To date, most of the planets discovered outside our solar system have been the size of Neptune — 17 times the mass of Earth — or larger, with the majority gas giants like Jupiter, which are several hundred times the mass of Earth. The goal of the APF is to find small planets around the nearest stars, some of which might have temperatures and surface conditions suitable for life.
“The discovery demonstrates the APF’s ability to find low-mass planets around nearby stars,” Weiss said. “Robotic telescopes are going to be the way we find planets in the future.”
The planets, invisible to the naked eye, betrayed their existence by the slight wobble they created in their host star, detected by the Doppler technique pioneered by Weiss’s adviser, Berkeley professor of astronomy Geoff Marcy. The new APF facility offers a way to speed up the search for exoplanets, Weiss said.
“We initially used the APF like a regular telescope, staying up all night searching star to star. But the idea of letting a computer take the graveyard shift was more appealing after months of little sleep. So we wrote software to replace ourselves with a robot,” said University of Hawaii at Manoa graduate student Benjamin “BJ” Fulton.
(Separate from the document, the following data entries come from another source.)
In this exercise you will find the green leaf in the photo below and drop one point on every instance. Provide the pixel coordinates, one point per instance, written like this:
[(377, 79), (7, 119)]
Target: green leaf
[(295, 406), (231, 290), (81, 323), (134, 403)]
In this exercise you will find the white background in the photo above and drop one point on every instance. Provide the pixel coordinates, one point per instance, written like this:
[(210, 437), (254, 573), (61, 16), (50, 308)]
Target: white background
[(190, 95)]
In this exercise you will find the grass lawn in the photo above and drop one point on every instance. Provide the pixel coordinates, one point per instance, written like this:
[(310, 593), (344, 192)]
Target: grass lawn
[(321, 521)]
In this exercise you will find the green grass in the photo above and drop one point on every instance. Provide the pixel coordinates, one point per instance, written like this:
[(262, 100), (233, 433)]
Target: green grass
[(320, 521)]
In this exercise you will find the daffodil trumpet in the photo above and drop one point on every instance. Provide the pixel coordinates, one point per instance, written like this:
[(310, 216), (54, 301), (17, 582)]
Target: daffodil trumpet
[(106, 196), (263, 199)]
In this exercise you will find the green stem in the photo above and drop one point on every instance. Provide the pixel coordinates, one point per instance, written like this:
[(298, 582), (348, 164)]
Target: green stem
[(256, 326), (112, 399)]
The W.M Keck Observatory in Hawaii found the first evidence of planets orbiting HD 7924 in 2009. It took five years of additional observations at Keck Observatory and the year-and-a-half campaign by the APF Telescope to find the two additional planets orbiting HD 7924. The planets pinpointed by the APF were confirmed via the Keck Observatory and the Automatic Photometric Telescope at Fairborn Observatory in Arizona.
“This level of automation is a game-changer in astronomy,” said Andrew Howard, a professor of astronomy at the University of Hawaii. “It’s a bit like owning a driverless car that goes planet-shopping.”
All three planets orbit their star at a distance closer than Mercury orbits the sun, completing their orbits in just five, 15 and 24 days. The star is 54 light-years distant, close enough to be considered part of Earth’s neighborhood.
The robotic observations of HD 7924 are the start of a systematic survey for super-Earth planets orbiting nearby stars. Fulton will lead this two-year search with the APF as part of his research for his doctoral dissertation.
“When the survey is complete we will have a census of small planets orbiting sun-like stars within approximately 100 light-years of Earth,” says Fulton.
The paper presenting this work has been accepted for publication in the Astrophysical Journal and is available online at http://arxiv.org/abs/1504.06629. The other authors of the paper are Howard Isaacson of UC Berkeley, Gregory Henry of Tennessee State University and Bradford Holden and Robert Kibrick of UCO-Lick.
In honor of the donations of Gloria and Ken Levy that helped facilitate the construction of the Levy spectrograph on the APF and support Lauren Weiss, the team has informally named the HD 7924 system the “Levy Planetary System.”